一太刀、旋風が吹き荒れ、悪魔は両断される。
一太刀、鮮血が舞い散り、悪魔らは逃げ惑う。
少人数なれど討ち取った悪魔の数は倍々に増えていく。
そして追い風がやってきた。
港側から大勢の人間が走ってくる。
そのほとんどが、浄化聖軍ではない普通の人間だった。彼らは、簡易的な洗礼を受けた武器を持ち、悪魔と戦い始めた。

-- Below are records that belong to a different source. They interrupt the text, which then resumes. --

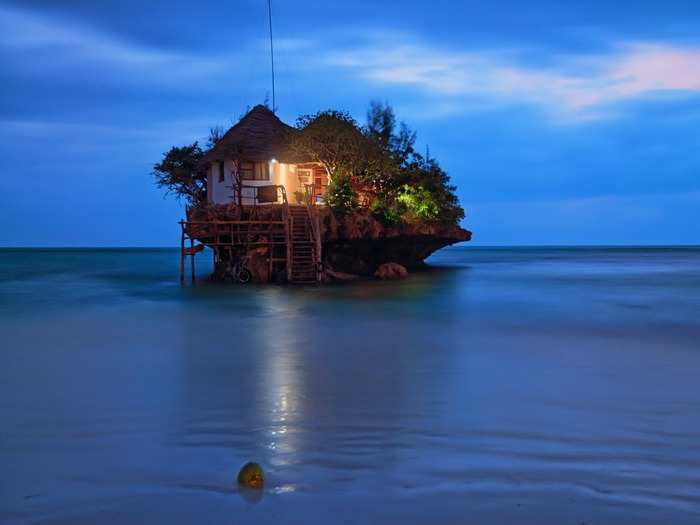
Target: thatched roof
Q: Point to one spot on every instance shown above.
(258, 136)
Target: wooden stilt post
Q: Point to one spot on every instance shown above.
(192, 254)
(182, 255)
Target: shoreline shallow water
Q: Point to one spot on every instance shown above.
(528, 385)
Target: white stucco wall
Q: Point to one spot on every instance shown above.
(222, 192)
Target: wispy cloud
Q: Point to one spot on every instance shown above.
(579, 87)
(54, 43)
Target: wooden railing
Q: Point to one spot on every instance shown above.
(267, 194)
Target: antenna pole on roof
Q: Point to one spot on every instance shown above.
(272, 54)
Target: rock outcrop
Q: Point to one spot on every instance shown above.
(390, 271)
(359, 244)
(353, 245)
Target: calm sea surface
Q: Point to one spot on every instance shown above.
(502, 386)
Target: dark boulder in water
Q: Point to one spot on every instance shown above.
(251, 476)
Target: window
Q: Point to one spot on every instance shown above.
(222, 174)
(254, 171)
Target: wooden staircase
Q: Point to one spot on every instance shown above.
(302, 264)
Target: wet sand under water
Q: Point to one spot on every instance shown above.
(504, 386)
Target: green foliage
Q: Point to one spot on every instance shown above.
(332, 138)
(387, 213)
(418, 202)
(179, 173)
(399, 179)
(340, 194)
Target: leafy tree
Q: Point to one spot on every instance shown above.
(179, 173)
(333, 139)
(401, 180)
(340, 194)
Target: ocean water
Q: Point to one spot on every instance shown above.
(538, 385)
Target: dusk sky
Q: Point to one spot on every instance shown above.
(559, 123)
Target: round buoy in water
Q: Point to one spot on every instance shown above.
(251, 476)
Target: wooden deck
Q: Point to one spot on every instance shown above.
(291, 242)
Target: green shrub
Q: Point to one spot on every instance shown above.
(340, 194)
(388, 214)
(418, 202)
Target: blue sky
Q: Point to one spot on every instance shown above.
(559, 123)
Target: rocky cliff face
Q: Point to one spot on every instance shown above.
(358, 243)
(354, 245)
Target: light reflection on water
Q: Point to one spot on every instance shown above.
(503, 385)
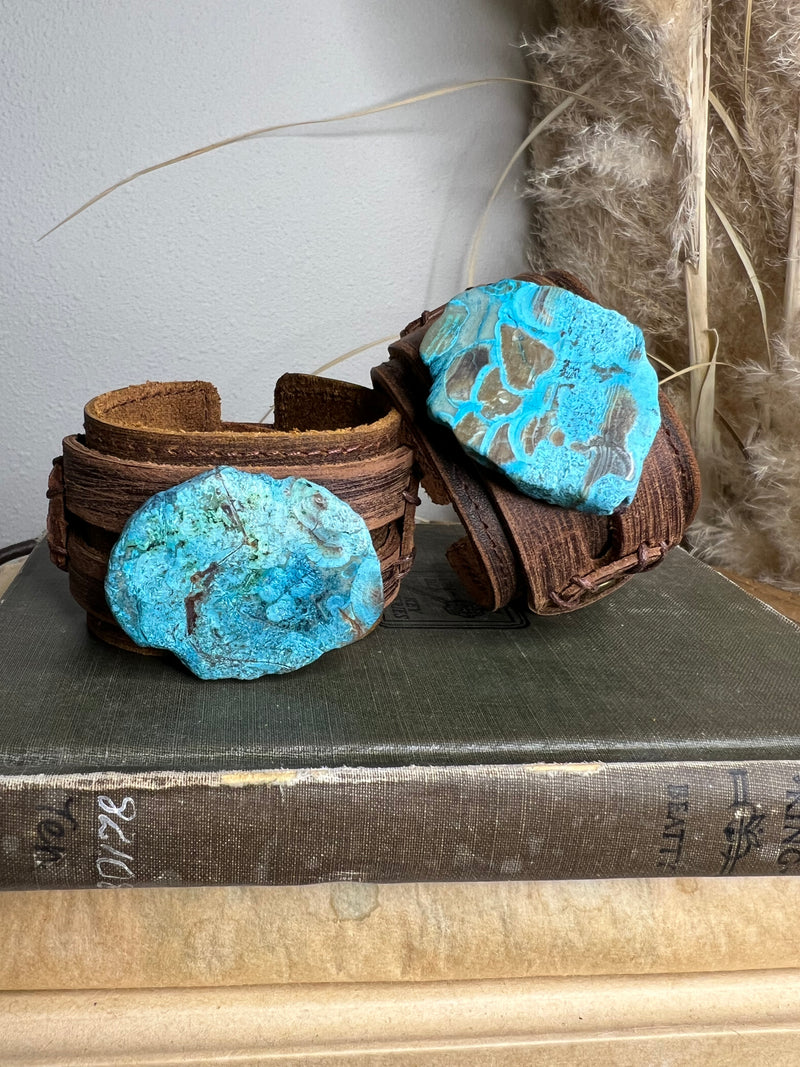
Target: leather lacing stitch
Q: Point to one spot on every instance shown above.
(644, 558)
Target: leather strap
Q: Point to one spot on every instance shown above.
(144, 439)
(559, 559)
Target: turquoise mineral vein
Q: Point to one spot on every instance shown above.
(241, 574)
(547, 387)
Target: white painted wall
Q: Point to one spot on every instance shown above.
(273, 255)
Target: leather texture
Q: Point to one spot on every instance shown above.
(557, 558)
(144, 439)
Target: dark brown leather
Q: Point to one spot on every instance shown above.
(559, 559)
(145, 439)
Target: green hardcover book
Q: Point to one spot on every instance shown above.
(654, 733)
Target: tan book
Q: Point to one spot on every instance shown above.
(352, 933)
(715, 1020)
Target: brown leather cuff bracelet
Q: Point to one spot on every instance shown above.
(558, 558)
(145, 439)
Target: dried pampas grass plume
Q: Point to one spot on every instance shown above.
(678, 201)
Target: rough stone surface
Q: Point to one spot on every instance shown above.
(240, 574)
(548, 387)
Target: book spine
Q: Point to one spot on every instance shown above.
(406, 824)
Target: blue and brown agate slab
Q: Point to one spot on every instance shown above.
(241, 575)
(553, 389)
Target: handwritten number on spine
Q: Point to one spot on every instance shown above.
(113, 863)
(51, 832)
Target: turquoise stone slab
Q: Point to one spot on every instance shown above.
(550, 388)
(241, 575)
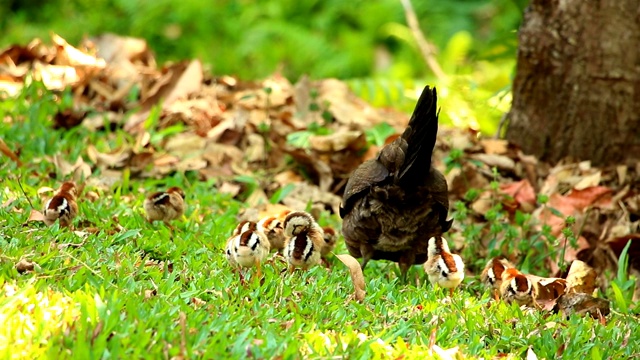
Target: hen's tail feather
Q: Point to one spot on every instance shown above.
(421, 137)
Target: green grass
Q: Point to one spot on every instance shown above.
(140, 293)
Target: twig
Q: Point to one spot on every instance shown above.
(426, 49)
(24, 192)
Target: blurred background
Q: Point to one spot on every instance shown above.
(365, 43)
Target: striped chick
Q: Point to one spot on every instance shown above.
(247, 247)
(517, 287)
(62, 206)
(492, 274)
(273, 228)
(305, 239)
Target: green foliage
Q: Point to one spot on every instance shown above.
(145, 293)
(254, 38)
(623, 285)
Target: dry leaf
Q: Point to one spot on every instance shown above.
(338, 141)
(548, 289)
(589, 181)
(494, 160)
(581, 304)
(357, 277)
(8, 152)
(581, 278)
(523, 194)
(494, 146)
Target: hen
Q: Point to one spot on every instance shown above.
(395, 203)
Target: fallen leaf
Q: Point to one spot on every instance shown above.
(581, 278)
(338, 141)
(494, 160)
(494, 146)
(24, 265)
(8, 152)
(582, 304)
(589, 181)
(357, 277)
(523, 194)
(548, 288)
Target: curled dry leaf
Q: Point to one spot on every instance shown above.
(523, 194)
(24, 265)
(494, 146)
(357, 277)
(581, 304)
(8, 152)
(499, 161)
(581, 278)
(548, 290)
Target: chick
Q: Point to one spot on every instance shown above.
(305, 239)
(517, 287)
(247, 246)
(165, 205)
(62, 206)
(492, 273)
(443, 267)
(273, 228)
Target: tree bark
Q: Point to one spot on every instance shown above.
(577, 87)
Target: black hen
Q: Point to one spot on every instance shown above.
(393, 204)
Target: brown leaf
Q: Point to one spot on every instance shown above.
(494, 146)
(8, 152)
(581, 278)
(319, 168)
(115, 159)
(493, 160)
(357, 277)
(523, 194)
(548, 288)
(581, 304)
(24, 265)
(355, 140)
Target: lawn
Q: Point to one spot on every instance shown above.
(119, 287)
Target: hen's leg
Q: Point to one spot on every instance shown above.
(367, 254)
(406, 260)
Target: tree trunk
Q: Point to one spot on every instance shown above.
(577, 87)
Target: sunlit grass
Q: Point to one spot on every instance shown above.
(143, 293)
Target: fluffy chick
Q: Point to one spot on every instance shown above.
(492, 273)
(62, 206)
(165, 205)
(443, 267)
(517, 287)
(247, 246)
(305, 239)
(273, 228)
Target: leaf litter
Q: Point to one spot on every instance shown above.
(311, 134)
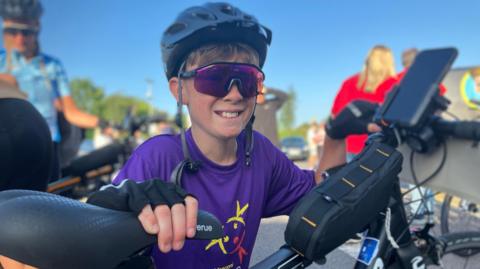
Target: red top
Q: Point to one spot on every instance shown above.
(349, 92)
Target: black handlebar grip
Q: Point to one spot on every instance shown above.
(94, 160)
(52, 231)
(460, 129)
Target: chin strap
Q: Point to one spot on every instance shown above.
(249, 140)
(187, 163)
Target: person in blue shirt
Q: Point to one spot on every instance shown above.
(40, 76)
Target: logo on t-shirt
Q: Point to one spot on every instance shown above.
(231, 243)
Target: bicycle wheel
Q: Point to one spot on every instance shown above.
(459, 215)
(462, 243)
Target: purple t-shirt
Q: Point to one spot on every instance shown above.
(239, 196)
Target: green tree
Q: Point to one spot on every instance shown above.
(116, 106)
(88, 97)
(287, 112)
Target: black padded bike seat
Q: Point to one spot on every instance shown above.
(51, 231)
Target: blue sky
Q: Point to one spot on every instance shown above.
(316, 44)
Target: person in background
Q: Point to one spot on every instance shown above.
(422, 210)
(40, 76)
(103, 136)
(320, 138)
(25, 144)
(378, 66)
(269, 101)
(312, 142)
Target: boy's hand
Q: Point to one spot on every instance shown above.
(172, 225)
(163, 208)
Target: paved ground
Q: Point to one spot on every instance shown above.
(270, 238)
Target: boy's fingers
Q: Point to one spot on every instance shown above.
(178, 226)
(191, 207)
(165, 233)
(148, 220)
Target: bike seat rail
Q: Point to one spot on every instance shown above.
(51, 231)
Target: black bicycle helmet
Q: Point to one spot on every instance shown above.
(21, 9)
(211, 22)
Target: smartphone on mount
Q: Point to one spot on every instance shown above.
(412, 101)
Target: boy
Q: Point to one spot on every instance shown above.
(212, 55)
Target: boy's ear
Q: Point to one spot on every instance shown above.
(173, 85)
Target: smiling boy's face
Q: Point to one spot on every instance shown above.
(220, 118)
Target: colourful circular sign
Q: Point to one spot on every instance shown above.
(470, 91)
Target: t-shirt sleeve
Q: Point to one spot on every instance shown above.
(136, 168)
(61, 79)
(287, 185)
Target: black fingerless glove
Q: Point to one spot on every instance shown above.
(133, 196)
(353, 119)
(102, 124)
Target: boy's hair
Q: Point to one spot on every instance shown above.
(222, 52)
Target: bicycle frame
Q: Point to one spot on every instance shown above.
(377, 251)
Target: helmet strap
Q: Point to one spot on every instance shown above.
(188, 163)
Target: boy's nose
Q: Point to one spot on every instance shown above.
(234, 90)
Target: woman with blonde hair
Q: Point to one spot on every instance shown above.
(378, 66)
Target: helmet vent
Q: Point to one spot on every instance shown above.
(175, 28)
(227, 9)
(204, 16)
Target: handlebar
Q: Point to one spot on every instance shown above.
(460, 129)
(78, 234)
(285, 257)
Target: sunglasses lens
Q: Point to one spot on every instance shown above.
(251, 79)
(215, 79)
(212, 80)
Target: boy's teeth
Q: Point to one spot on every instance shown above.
(229, 114)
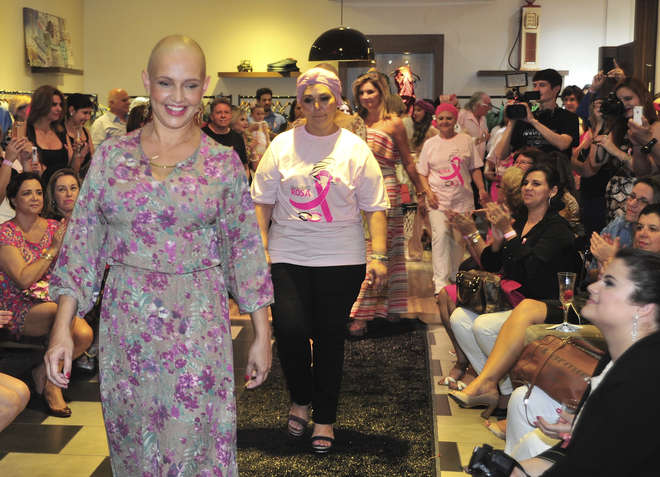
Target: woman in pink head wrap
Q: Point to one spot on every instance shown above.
(386, 136)
(447, 165)
(309, 189)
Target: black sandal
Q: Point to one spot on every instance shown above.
(294, 432)
(318, 449)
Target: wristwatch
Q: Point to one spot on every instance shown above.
(646, 148)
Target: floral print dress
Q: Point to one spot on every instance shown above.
(12, 298)
(175, 248)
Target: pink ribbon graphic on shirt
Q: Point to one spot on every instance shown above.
(322, 191)
(456, 165)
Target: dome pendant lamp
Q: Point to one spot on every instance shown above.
(341, 44)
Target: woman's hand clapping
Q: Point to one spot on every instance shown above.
(5, 317)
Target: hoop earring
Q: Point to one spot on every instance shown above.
(198, 118)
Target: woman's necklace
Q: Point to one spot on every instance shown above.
(159, 166)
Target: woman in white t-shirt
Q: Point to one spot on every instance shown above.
(448, 164)
(309, 189)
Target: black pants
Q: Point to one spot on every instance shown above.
(313, 303)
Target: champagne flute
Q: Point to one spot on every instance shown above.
(566, 291)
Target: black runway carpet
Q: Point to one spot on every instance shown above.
(385, 417)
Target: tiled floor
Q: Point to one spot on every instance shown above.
(36, 445)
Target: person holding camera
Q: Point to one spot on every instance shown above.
(550, 128)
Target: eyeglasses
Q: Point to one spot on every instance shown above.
(643, 200)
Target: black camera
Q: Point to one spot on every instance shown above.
(515, 80)
(517, 110)
(488, 462)
(611, 106)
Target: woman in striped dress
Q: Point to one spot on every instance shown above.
(387, 139)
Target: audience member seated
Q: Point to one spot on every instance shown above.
(511, 338)
(19, 150)
(631, 92)
(61, 194)
(531, 251)
(571, 210)
(550, 128)
(524, 159)
(79, 109)
(44, 129)
(14, 394)
(625, 305)
(29, 245)
(619, 232)
(276, 122)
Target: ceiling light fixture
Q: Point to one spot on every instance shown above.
(341, 44)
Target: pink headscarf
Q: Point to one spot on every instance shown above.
(319, 76)
(446, 107)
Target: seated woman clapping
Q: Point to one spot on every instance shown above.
(29, 245)
(609, 435)
(530, 250)
(61, 194)
(522, 439)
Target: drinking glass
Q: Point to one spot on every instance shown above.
(566, 292)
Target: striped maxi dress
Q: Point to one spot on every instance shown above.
(393, 298)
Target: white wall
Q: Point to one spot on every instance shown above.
(120, 33)
(14, 74)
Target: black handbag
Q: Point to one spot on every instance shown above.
(480, 292)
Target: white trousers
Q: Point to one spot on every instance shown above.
(523, 440)
(476, 335)
(447, 249)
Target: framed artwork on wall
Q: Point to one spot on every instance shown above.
(47, 42)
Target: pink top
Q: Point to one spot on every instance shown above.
(448, 164)
(318, 185)
(477, 129)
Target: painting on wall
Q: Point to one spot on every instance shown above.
(47, 43)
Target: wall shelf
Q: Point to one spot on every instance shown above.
(503, 72)
(258, 74)
(55, 69)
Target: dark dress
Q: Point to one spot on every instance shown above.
(53, 159)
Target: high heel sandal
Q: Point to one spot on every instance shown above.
(489, 400)
(32, 384)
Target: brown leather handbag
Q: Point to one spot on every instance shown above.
(480, 292)
(562, 367)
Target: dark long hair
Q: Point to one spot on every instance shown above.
(42, 101)
(553, 178)
(645, 100)
(644, 272)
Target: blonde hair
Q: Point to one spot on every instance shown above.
(380, 83)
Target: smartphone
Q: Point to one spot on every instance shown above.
(637, 114)
(608, 64)
(16, 127)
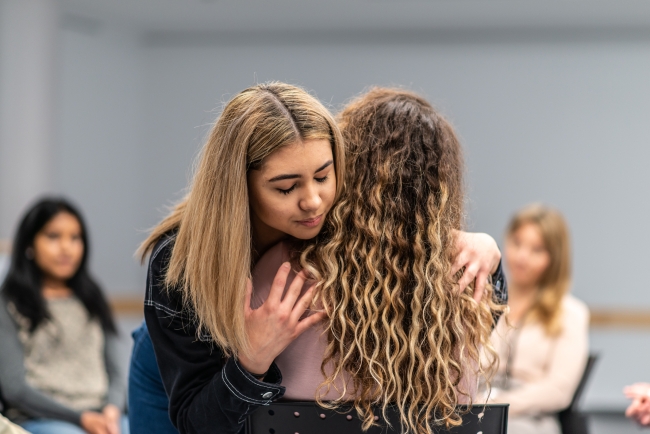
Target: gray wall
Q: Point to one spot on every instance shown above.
(564, 123)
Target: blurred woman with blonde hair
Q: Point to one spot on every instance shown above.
(543, 341)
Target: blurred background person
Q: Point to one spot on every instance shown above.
(543, 341)
(639, 408)
(58, 372)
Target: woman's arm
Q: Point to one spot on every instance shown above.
(116, 384)
(205, 390)
(480, 257)
(15, 390)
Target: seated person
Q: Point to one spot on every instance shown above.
(543, 341)
(58, 367)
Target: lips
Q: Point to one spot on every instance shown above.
(310, 223)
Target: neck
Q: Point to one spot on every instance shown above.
(264, 237)
(53, 287)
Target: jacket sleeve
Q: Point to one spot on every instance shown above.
(16, 391)
(114, 369)
(205, 389)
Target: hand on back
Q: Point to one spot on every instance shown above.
(479, 255)
(639, 409)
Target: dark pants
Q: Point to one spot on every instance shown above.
(148, 402)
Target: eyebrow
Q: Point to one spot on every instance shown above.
(294, 176)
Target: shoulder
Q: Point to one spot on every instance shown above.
(163, 247)
(575, 310)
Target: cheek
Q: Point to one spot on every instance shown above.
(78, 251)
(539, 263)
(44, 251)
(273, 210)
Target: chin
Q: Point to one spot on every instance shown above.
(307, 233)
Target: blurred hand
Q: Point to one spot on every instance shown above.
(94, 423)
(112, 415)
(480, 256)
(277, 322)
(637, 390)
(639, 409)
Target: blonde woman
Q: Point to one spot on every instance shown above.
(270, 170)
(543, 345)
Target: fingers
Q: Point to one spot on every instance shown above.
(468, 277)
(479, 285)
(294, 290)
(279, 282)
(459, 263)
(302, 304)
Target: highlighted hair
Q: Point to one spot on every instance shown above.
(397, 326)
(211, 259)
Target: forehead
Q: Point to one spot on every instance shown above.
(63, 220)
(298, 157)
(531, 232)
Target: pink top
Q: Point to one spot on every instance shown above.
(300, 362)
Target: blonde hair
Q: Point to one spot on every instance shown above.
(211, 257)
(396, 325)
(556, 279)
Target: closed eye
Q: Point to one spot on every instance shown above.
(287, 191)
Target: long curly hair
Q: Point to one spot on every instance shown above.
(398, 329)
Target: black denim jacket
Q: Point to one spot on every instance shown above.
(207, 392)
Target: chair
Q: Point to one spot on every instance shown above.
(572, 420)
(309, 418)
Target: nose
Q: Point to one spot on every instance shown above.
(311, 200)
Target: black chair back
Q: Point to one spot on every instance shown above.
(309, 418)
(572, 421)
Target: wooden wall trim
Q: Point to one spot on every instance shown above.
(613, 318)
(127, 306)
(600, 318)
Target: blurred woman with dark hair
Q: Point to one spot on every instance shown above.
(58, 368)
(543, 345)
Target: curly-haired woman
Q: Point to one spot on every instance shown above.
(271, 170)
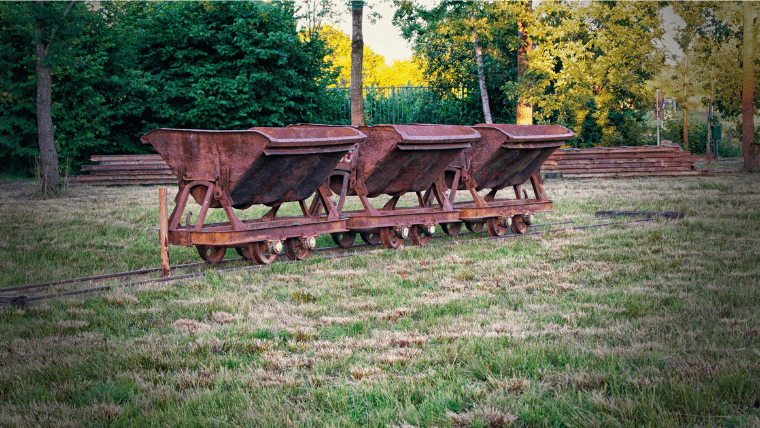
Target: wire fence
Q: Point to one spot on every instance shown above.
(398, 105)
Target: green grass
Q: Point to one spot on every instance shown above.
(648, 324)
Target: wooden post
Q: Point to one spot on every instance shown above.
(163, 232)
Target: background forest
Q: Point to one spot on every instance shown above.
(119, 69)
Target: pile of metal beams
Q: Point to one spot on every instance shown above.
(118, 170)
(615, 162)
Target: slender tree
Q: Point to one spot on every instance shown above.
(750, 150)
(481, 72)
(525, 47)
(357, 56)
(48, 162)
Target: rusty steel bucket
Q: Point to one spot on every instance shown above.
(396, 160)
(256, 166)
(265, 166)
(506, 155)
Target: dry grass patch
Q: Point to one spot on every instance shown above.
(121, 298)
(266, 379)
(362, 373)
(193, 327)
(482, 417)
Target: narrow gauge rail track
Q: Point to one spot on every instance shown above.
(35, 291)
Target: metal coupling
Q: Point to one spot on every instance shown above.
(275, 247)
(309, 242)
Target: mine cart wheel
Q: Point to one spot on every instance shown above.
(296, 249)
(389, 238)
(211, 253)
(417, 235)
(518, 225)
(372, 238)
(243, 252)
(495, 227)
(451, 229)
(262, 254)
(475, 227)
(344, 239)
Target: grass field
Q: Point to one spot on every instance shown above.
(646, 324)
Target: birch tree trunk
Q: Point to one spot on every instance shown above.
(750, 150)
(48, 163)
(524, 111)
(357, 56)
(481, 72)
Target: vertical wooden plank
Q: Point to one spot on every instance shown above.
(163, 232)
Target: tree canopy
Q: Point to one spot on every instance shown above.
(120, 69)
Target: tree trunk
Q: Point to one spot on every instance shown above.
(524, 111)
(357, 56)
(708, 136)
(685, 131)
(481, 73)
(750, 150)
(48, 163)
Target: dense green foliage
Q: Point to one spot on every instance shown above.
(91, 80)
(226, 66)
(125, 68)
(713, 39)
(588, 70)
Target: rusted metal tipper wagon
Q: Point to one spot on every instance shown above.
(506, 155)
(396, 160)
(238, 169)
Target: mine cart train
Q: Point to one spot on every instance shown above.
(271, 166)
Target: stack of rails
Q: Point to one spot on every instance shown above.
(613, 162)
(119, 170)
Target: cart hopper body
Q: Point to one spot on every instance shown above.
(260, 165)
(507, 154)
(397, 159)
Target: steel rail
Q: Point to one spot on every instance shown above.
(22, 300)
(182, 266)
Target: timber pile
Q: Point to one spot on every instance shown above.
(599, 162)
(119, 170)
(613, 162)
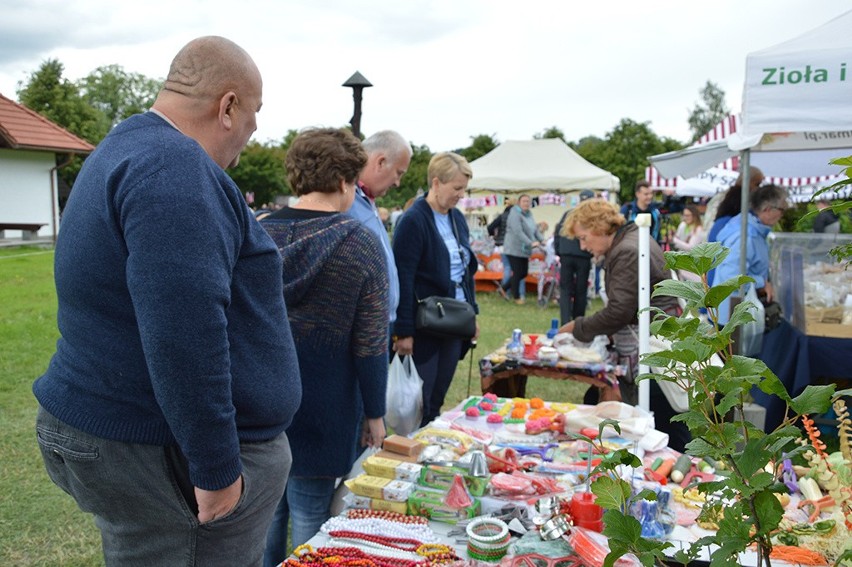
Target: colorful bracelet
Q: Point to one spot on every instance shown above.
(487, 530)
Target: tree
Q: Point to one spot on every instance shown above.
(709, 111)
(625, 153)
(591, 149)
(481, 145)
(261, 171)
(548, 133)
(118, 94)
(58, 100)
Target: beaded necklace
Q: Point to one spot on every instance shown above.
(403, 543)
(307, 556)
(381, 527)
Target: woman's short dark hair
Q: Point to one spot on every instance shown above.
(768, 196)
(320, 158)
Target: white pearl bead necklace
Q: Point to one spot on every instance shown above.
(374, 548)
(381, 527)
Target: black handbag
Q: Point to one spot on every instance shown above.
(445, 317)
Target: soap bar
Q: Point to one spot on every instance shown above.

普通の市民である彼らが戦う姿に、タリスは強烈な違和感を抱く。
本来ならば守られるべきはずの民が、前線に出ている。
「あの者たちは、団長を助けたいと買って出てきた。精霊塔での一件は残忍であったが、日頃の行いは良かったのであるな……」
ゲリラの指揮を執るのは、一人の魔女だった。
魔女は足早にタリスに歩み寄り、身をかがめる。
「あなたには、まだ言いたいことがたくさんあります」
魔女――アンナ=ストレームは、エリクシール軟膏を取り出し、槍の一差しで風穴が空いた傷口を塞ぐ。
「死ぬことは許しません、絶対に」
アンナの指示によって、市民の一人に担がれる。
移動中、タリスは薄く開いた目で人々の雄姿を刻み込んでいく。
人々は技術の無い姿勢で武器を振るう。
中には、悪魔に殺される者もいる。片腕を失った者もいる。歩けなくなった者もいる。
――放っておけばよかったのに。
すでに死に体だ。治療をしても助かるとは限らない。
それでも彼らは戦っている。死体に等しい荷物を抱えながら、必死に助けようとしている。
「生かすことは難しい。故に生きるなら救う。それだけであるぞ?」
辰之兵が答える。
その言葉の意味を考えている間に、最終防衛拠点である港近郊に到着する。
人々は地下シェルターに避難し、その入り口を浄化聖軍が固めていた。
聖歌隊が歌う。エクソシストが祓う。錬金術師が補う。戦術歩兵部隊が穿つ。大ニホン帝国軍が戦う。
彼らの足下には――多くの救えなかった人々が横たわっていた。
老若男女、すべて等しい命はすでに消失した。
いったい、どれほどの命が消えたのか。いったい、どれほどの命が残っているのか。
改めてタリスは自分が生きている側の人間であると自覚した。
失いやすく、失いがたい――それが命だ。
生かすことは難しい。その言葉が身に染みた。
タリスは、光を見る。
結界があった大地――遙か遠くで光の柱が立っている。
その光景を最後に、タリスの意識は奥底に沈んでいった。